Although divorce rates are reported to be declining, many marriages still end in divorce. Most people know that a divorce can be emotionally draining, but they don’t always realize how financially draining a divorce can be on both parties.
One of the biggest decisions to make while going through a divorce is what will be done with the family home. This is not just a financial decision, but also can be an emotional and logistical decision as well. Do children need to be kept in the same school district? Will family memories be comforting or upsetting? Will remaining in the family home cause less change and stress for children? These are all things to consider while making this decision.
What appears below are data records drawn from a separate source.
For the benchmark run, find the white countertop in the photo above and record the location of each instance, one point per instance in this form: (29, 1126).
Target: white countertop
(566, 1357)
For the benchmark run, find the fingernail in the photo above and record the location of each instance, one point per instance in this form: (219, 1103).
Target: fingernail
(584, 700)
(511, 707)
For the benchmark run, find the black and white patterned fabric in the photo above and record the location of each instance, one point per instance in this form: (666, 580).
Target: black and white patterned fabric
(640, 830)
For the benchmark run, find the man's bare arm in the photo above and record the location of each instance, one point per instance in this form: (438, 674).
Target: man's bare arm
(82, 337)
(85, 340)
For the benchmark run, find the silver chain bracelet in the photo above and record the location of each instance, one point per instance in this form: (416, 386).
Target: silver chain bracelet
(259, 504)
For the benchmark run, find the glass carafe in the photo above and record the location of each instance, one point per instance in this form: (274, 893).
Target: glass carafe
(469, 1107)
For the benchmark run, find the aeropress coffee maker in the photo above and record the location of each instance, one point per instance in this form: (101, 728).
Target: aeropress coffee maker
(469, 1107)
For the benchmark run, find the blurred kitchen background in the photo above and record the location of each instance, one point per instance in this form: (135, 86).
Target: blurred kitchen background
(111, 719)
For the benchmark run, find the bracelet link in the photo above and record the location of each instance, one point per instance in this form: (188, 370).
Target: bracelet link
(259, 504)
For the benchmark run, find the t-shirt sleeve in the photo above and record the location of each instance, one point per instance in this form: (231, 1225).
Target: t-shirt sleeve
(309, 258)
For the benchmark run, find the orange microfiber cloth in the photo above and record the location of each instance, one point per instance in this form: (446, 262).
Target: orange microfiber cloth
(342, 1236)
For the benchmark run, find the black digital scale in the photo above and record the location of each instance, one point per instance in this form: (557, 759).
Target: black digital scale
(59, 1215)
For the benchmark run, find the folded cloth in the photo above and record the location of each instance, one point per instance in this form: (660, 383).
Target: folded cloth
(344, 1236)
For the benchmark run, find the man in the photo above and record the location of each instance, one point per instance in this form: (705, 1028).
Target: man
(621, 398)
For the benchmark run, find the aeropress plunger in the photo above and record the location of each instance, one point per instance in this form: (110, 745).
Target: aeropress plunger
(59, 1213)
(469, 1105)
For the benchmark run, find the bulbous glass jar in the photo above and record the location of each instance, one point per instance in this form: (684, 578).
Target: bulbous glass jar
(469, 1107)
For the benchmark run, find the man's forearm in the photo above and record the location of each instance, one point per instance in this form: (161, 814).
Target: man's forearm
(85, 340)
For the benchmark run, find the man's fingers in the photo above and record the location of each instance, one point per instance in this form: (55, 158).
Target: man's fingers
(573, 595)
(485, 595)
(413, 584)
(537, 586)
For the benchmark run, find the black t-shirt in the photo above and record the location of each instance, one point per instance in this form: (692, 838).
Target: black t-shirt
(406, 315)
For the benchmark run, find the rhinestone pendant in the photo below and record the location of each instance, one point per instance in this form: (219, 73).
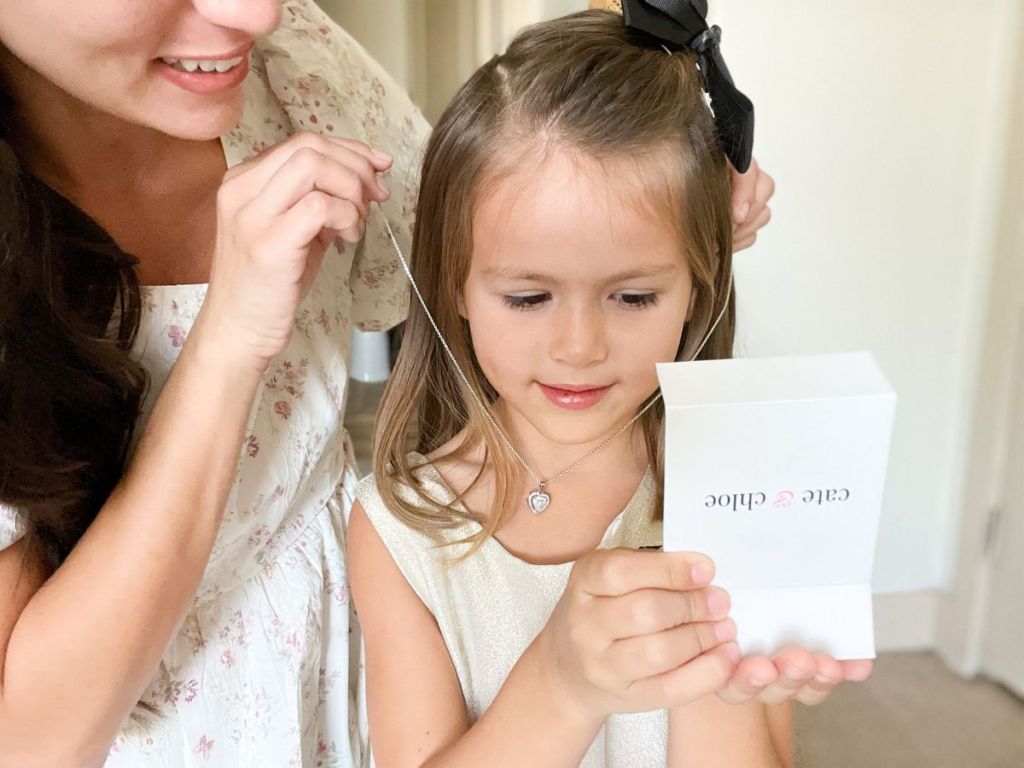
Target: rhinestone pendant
(539, 501)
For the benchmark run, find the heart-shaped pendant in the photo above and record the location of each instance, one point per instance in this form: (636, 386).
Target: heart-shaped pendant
(538, 501)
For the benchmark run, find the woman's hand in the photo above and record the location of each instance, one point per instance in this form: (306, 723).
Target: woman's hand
(793, 674)
(276, 214)
(751, 193)
(639, 631)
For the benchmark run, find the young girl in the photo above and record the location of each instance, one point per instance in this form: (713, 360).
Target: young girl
(572, 230)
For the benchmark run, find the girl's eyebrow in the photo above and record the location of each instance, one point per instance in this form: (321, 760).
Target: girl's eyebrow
(518, 273)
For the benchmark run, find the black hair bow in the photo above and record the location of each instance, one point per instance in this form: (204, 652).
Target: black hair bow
(681, 25)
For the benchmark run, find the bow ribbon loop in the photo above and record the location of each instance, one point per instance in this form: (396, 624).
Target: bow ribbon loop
(681, 25)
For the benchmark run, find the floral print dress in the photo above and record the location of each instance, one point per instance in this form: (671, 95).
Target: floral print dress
(259, 673)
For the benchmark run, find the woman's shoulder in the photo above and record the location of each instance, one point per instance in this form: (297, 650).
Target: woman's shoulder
(421, 510)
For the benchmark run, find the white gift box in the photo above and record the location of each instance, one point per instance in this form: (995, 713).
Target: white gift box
(775, 469)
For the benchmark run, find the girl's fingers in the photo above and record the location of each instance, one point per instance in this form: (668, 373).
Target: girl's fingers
(252, 177)
(743, 190)
(704, 675)
(308, 170)
(649, 610)
(653, 654)
(619, 571)
(756, 222)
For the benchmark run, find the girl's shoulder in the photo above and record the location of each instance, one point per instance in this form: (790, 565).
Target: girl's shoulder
(429, 487)
(11, 525)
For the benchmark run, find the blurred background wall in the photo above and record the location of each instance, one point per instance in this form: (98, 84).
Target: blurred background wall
(895, 134)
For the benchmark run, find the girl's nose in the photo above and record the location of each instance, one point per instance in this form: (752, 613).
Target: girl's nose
(257, 17)
(578, 337)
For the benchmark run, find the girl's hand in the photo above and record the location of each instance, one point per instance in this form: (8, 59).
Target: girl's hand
(751, 193)
(793, 674)
(276, 214)
(639, 631)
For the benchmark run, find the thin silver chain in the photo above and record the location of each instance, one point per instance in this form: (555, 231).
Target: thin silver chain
(542, 483)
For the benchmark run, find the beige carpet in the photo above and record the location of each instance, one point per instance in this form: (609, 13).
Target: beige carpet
(913, 713)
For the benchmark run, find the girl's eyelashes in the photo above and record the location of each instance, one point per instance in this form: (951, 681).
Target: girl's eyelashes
(636, 300)
(626, 300)
(527, 301)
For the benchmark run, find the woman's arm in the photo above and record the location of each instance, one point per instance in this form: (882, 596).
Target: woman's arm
(711, 733)
(417, 712)
(78, 650)
(83, 645)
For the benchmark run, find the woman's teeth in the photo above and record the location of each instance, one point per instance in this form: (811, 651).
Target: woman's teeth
(192, 65)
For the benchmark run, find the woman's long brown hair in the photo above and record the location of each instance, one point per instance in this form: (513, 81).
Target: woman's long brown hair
(70, 392)
(585, 84)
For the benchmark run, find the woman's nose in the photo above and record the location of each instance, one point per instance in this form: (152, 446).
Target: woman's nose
(578, 337)
(256, 17)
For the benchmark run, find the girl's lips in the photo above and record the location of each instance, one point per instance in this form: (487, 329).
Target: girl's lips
(205, 82)
(574, 398)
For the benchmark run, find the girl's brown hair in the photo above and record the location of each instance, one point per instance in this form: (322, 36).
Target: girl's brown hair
(582, 83)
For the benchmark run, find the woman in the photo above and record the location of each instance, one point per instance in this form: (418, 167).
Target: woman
(192, 607)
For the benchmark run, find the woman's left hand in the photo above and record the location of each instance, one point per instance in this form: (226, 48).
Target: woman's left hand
(793, 674)
(751, 193)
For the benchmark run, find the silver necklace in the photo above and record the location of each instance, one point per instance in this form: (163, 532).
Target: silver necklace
(539, 499)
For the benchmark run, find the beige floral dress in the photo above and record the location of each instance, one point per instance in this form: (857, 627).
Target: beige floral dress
(259, 673)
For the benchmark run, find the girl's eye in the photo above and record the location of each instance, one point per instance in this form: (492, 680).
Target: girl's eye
(636, 300)
(529, 301)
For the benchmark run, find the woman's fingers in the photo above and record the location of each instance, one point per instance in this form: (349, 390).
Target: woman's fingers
(619, 571)
(680, 686)
(318, 211)
(819, 687)
(311, 162)
(658, 652)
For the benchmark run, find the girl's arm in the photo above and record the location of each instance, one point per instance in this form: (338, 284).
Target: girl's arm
(576, 673)
(711, 733)
(417, 712)
(78, 649)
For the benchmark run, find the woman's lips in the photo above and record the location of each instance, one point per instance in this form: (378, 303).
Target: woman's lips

The cleanest and least complicated decision is to sell the home and the parties divide the equity between them. They can then take that equity to move forward and purchase another home or decide to rent. There is also the option of one party keeping the home and refinancing the other party off of the loan and title to the home. This can be done with an owelty lien which I explained thoroughly in my last blog. With this option, the party keeping the home needs to qualify to refinance on their own and the other party can move on to rent or buy.
Whether one of the parties chooses to buy a new home or refinance the home they are in, they need to get pre-qualified for the loan. Prequalify for a refinance?? That is not something common in the mortgage industry. Here is why it is so important: Let’s say John and Mary are divorcing and Mary has decided to keep the home so her children can stay in the same school district. She plans to refinance him off of the current loan and pay him the equity he is owed with an owelty lien. John plans to use the equity to put down on a new home. This is clearly written in the divorce decree and Mary has 6 months to finalize the refinance. Three months after the divorce is final, John is under contract on a new home and Mary is in the process of refinancing. She is declined by several lenders because she has not received her child support and alimony long enough to use it as qualifying income. Since Mary cannot qualify for the refinance, there is no way for John to get his equity from the home. The other problem is he is still on the mortgage to that home and he is not able to qualify with both mortgages included in his DTI. SO although this decision was made and clearly ordered in the decree, we now have two parties who cannot qualify for their mortgage and John and Mary are stuck.
How do we avoid situations like this from occurring? This is where prequalifying for a refinance comes into play. Both John and Mary should be prequalified for their mortgage transaction before the divorce is final. This would allow both parties to understand the timeline of approval and work on overcoming any issues before the decree is written and finalized. If Mary met with a lender in the early stages of divorce or even before filing, there are ways they could have overcome the issue of child support and alimony receipt. If the attorney knows this income is needed to qualify, they can write a temporary order where John would start paying Mary child support before the divorce is final instead of paying other bills (for ex; the mortgage or monthly bills) . This would allow her to show a longer period of receipt so she could use this as qualifying income. This can also be done with spousal support. Generally speaking, we must show 3 months receipt for a FHA or VA loan, 6 months receipt for conforming loan amounts (under $484,300 in Texas) and typically 12 months receipt on most jumbo loans (over $484,300 loan amount) Some jumbo investors will allow 6 months but the majority require 12.
There many other issues that can keep recently divorced borrowers from being able to qualify for a loan but there are also many solutions for these issues as long as the attorney, client and lender work together before the divorce is final. Situations like these make it very important to work with a Certified Divorce Lending Professional (CDLP) who specialize in divorce lending. The CDLP can strategize with the attorney and client to make sure the client is set up for success whether they have decided to refinance or buy.